Turning to the last ground of appeal, which is a general one that the damages awarded were excessive and unreasonable, Mr Goel argued that in the circumstances of this case and in comparison with similar awards approved by this court in the past the award of damages was so excessive that this court should not uphold it.
In reply, Mr Willombe on behalf of the plaintiff has argued that inflation since the awards of damages in the past for the same tortious conduct must be taken into account and that the conduct was in fact such as to merit the damages awarded.
A further point raised by Mr Goel was that there was no properly produced medical report to support a finding that the plaintiff suffered from a cracked rib.
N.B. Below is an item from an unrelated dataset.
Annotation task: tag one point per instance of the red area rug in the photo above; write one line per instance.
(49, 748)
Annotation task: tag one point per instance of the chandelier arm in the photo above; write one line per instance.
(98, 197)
In cross examination the plaintiff produced a medical report showing the injury, and we are satisfied that, although, the document should have been produced in the plaintiff's examination - in - chief, the cross-examination let in the document, with the result that it is properly on the record.
We bear in mind that we can only interfere with an assessment of damages if it is wrong in principle or if the amount of the award is so totally unreasonable as to be excessive. As we reiterated in the Mwiinde case it is not sufficient for this court to say that had we tried the case we would have awarded different damages. The damages must be wholly wrong before we will interfere.
Mr Goel has drawn our attention to the fact that, in his final submission at the trial, counsel for the plaintiff said that he asked for a high figure for the assault and a lower one for the false imprisonment. In the event, the learned deputy registrar awarded K1,500 for the assault and a far higher sum of K7,000 for the false imprisonment. We consider that the proper way to approach this case is to view the total damages as a whole. The assault took place during the time of the false imprisonment and one could hardly be separated from the other. We will also take into account that there has been inflation since some of the earlier cases decided on this issue in Zambia, apart, of course, from the case of Mwiinde to which we have referred. In that case we found that a police officer had recklessly shot at and injured the plaintiff and for that reckless assault we awarded K20,000 apart from the damages for pain and suffering.
In the case at present before us no weapon at all was used but we do take into account the fact that a number of policemen attacked and beat a defenceless member of the public for no reason whatsoever in a public place, and that during the course of that beating they attempted to choke him and kicked him while he was still on the ground. We cannot but agree with the learned deputy registrar that this conduct was very serious indeed, coupled with the fact that the appellant was deprived of his liberty with the consequent humiliation and embarrassment. We agree with Mr Willombe that damages in this case must be of a high degree.
We find no reason to interfere with the award of damages made by the learned trial commissioner.
The appeal is dismissed with costs to the respondent.